During the photolithography step of semiconductor production, light energy is applied through a reticle or mask onto the photoresist material previously deposited on the wafer to define circuit patterns which will be etched in a subsequent processing step to define the circuits on the wafer. A reticle is a transparent plate patterned with a circuit image to be formed in the photoresist coating on the wafer. A reticle contains the circuit pattern image for only a few of the die on a wafer, such as four die, for example, and thus, must be stepped and repeated across the entire surface of the wafer. In contrast, a photomask, or mask, includes the circuit pattern image for all of the die on a wafer and requires only one exposure to transfer the circuit pattern image for all of the dies to the wafer.

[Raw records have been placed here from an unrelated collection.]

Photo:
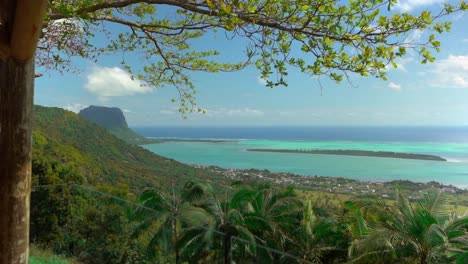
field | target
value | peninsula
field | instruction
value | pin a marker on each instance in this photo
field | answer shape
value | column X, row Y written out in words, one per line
column 367, row 153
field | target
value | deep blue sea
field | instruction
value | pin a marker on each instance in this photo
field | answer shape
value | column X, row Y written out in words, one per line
column 448, row 142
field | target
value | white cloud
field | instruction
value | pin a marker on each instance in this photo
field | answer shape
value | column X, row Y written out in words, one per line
column 451, row 72
column 106, row 82
column 261, row 80
column 401, row 63
column 409, row 5
column 394, row 86
column 234, row 112
column 415, row 36
column 166, row 112
column 247, row 112
column 74, row 107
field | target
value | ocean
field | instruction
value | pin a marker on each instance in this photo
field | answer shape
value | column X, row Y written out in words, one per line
column 450, row 143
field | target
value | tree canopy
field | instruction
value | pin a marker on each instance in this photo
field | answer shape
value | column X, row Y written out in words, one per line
column 318, row 37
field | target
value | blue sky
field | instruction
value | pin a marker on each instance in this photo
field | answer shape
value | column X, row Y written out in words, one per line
column 434, row 94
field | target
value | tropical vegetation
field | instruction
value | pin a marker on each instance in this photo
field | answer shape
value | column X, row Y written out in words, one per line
column 88, row 208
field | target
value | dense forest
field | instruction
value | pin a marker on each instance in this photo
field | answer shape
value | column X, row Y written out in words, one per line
column 99, row 199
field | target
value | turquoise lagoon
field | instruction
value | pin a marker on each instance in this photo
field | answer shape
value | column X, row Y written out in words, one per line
column 234, row 155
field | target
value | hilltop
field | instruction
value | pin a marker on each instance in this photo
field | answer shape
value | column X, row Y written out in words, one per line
column 102, row 158
column 113, row 119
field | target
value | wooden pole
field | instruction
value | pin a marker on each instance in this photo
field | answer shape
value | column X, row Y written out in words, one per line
column 20, row 24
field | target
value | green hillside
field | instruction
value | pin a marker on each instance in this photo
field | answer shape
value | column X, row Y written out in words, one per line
column 113, row 119
column 102, row 158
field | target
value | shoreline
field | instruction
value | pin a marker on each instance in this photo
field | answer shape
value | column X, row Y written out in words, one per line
column 335, row 184
column 350, row 152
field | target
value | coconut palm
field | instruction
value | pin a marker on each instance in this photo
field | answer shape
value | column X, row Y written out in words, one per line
column 166, row 215
column 424, row 232
column 272, row 214
column 318, row 239
column 215, row 238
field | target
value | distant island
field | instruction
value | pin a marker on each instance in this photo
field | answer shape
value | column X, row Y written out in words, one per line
column 367, row 153
column 162, row 140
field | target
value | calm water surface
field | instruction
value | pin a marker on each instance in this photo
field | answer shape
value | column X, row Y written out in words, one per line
column 450, row 143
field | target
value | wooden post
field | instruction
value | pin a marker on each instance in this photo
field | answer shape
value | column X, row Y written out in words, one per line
column 20, row 26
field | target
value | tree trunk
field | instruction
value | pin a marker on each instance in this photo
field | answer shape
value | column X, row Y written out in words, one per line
column 227, row 249
column 20, row 27
column 16, row 104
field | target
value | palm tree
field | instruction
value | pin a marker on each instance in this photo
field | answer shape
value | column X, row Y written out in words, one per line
column 424, row 232
column 318, row 239
column 215, row 237
column 270, row 213
column 167, row 215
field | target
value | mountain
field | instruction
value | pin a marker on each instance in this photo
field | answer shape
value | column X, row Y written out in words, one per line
column 102, row 158
column 113, row 119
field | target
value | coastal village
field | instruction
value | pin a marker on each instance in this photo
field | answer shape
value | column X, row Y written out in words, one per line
column 337, row 185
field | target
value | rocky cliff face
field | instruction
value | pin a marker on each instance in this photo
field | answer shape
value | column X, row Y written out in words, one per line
column 108, row 117
column 112, row 118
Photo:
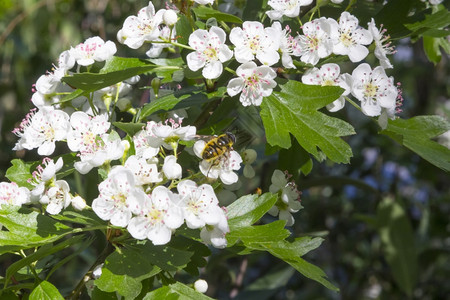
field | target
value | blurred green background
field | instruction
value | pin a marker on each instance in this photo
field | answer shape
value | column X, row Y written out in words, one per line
column 342, row 202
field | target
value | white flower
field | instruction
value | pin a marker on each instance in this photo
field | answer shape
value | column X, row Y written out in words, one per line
column 141, row 145
column 329, row 75
column 141, row 28
column 253, row 40
column 210, row 52
column 374, row 89
column 92, row 50
column 88, row 136
column 382, row 49
column 44, row 175
column 199, row 204
column 157, row 217
column 289, row 196
column 215, row 234
column 201, row 286
column 289, row 8
column 204, row 2
column 254, row 83
column 169, row 135
column 86, row 131
column 42, row 129
column 351, row 38
column 108, row 147
column 288, row 45
column 56, row 197
column 171, row 168
column 118, row 197
column 222, row 166
column 166, row 33
column 144, row 173
column 12, row 194
column 170, row 17
column 315, row 43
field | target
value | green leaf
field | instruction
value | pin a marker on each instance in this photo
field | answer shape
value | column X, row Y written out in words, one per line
column 39, row 254
column 174, row 291
column 295, row 159
column 398, row 244
column 45, row 290
column 27, row 229
column 431, row 48
column 415, row 134
column 115, row 70
column 291, row 253
column 248, row 209
column 265, row 287
column 393, row 15
column 194, row 96
column 249, row 235
column 123, row 271
column 437, row 20
column 129, row 128
column 204, row 12
column 20, row 172
column 294, row 111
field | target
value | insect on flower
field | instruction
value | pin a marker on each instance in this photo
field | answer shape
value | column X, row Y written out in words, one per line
column 218, row 147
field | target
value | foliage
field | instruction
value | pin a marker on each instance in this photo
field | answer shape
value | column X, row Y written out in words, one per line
column 295, row 128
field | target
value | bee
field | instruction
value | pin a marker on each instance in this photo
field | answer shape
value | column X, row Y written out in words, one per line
column 218, row 147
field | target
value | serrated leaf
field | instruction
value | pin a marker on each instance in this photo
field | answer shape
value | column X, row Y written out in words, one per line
column 204, row 12
column 39, row 254
column 265, row 287
column 393, row 15
column 397, row 238
column 294, row 111
column 431, row 48
column 174, row 291
column 194, row 96
column 116, row 69
column 129, row 128
column 416, row 133
column 268, row 233
column 291, row 253
column 45, row 290
column 437, row 20
column 124, row 271
column 248, row 209
column 20, row 172
column 27, row 229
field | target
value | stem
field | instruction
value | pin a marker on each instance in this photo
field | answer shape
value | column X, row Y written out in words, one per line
column 352, row 103
column 100, row 259
column 30, row 266
column 230, row 70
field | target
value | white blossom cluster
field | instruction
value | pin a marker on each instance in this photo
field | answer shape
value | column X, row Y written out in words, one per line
column 143, row 188
column 259, row 49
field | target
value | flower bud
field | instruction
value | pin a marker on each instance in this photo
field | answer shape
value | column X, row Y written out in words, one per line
column 170, row 17
column 78, row 203
column 201, row 286
column 249, row 156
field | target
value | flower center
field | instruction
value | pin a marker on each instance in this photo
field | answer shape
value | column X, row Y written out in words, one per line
column 253, row 44
column 210, row 53
column 370, row 90
column 155, row 216
column 346, row 38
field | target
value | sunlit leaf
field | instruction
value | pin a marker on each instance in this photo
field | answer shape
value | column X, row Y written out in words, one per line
column 294, row 111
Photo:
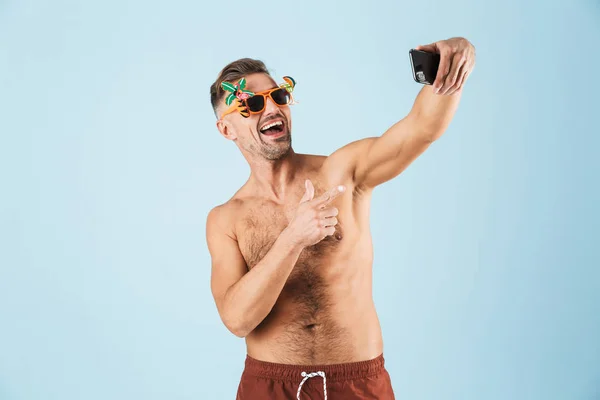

Spin coating of photoresist on wafers, as well as the other steps in the photolithography process, is carried out in an automated coater/developer track system using wafer handling equipment which transport the wafers between the various photolithography operation stations, such as vapor prime resist spin coat, develop, baking and chilling stations. Robotic handling of the wafers minimizes particle generation and wafer damage. Automated wafer tracks enable various processing operations to be carried out simultaneously. Two types of automated track systems widely used in the industry are the TEL (Tokyo Electron Limited) track and the SVG (Silicon Valley Group) track.
A typical method of forming a circuit pattern on a wafer includes introducing the wafer into the automated track system and then spin-coating a photoresist layer onto the wafer. The photoresist is next cured by conducting a soft bake process. After it is cooled, the wafer is placed in an exposure apparatus, such as a stepper, which aligns the wafer with an array of die patterns etched on the typically chrome-coated quartz reticle. When properly aligned and focused, the stepper exposes a small area of the wafer, then shifts or “steps” to the next field and repeats the process until the entire wafer surface has been exposed to the die patterns on the reticle. The photoresist is exposed to light through the reticle in the circuit image pattern. Exposure of the photoresist to this image pattern cross-links and hardens the resist in the circuit pattern. After the aligning and exposing step, the wafer is exposed to post-exposure baking and then is developed and hard-baked to develop the photoresist pattern.
The circuit pattern defined by the developed and hardened photoresist is next transferred to an underlying metal layer using an etching process, in which metal in the metal layer not covered by the cross-linked photoresist is etched away from the wafer with the metal under the cross-linked photoresist that defines the device feature protected from the etchant. Alternatively, the etched material may be a dielectric layer in which via openings and trench openings are etched according to the circuit pattern, such as in a dual damascene technique. The via and trench openings are then filled with a conductive metal such as copper to define the metal circuit lines. As a result, a well-defined pattern of metallic microelectronic circuits, which closely approximates the cross-linked photoresist circuit pattern, is formed on the wafer.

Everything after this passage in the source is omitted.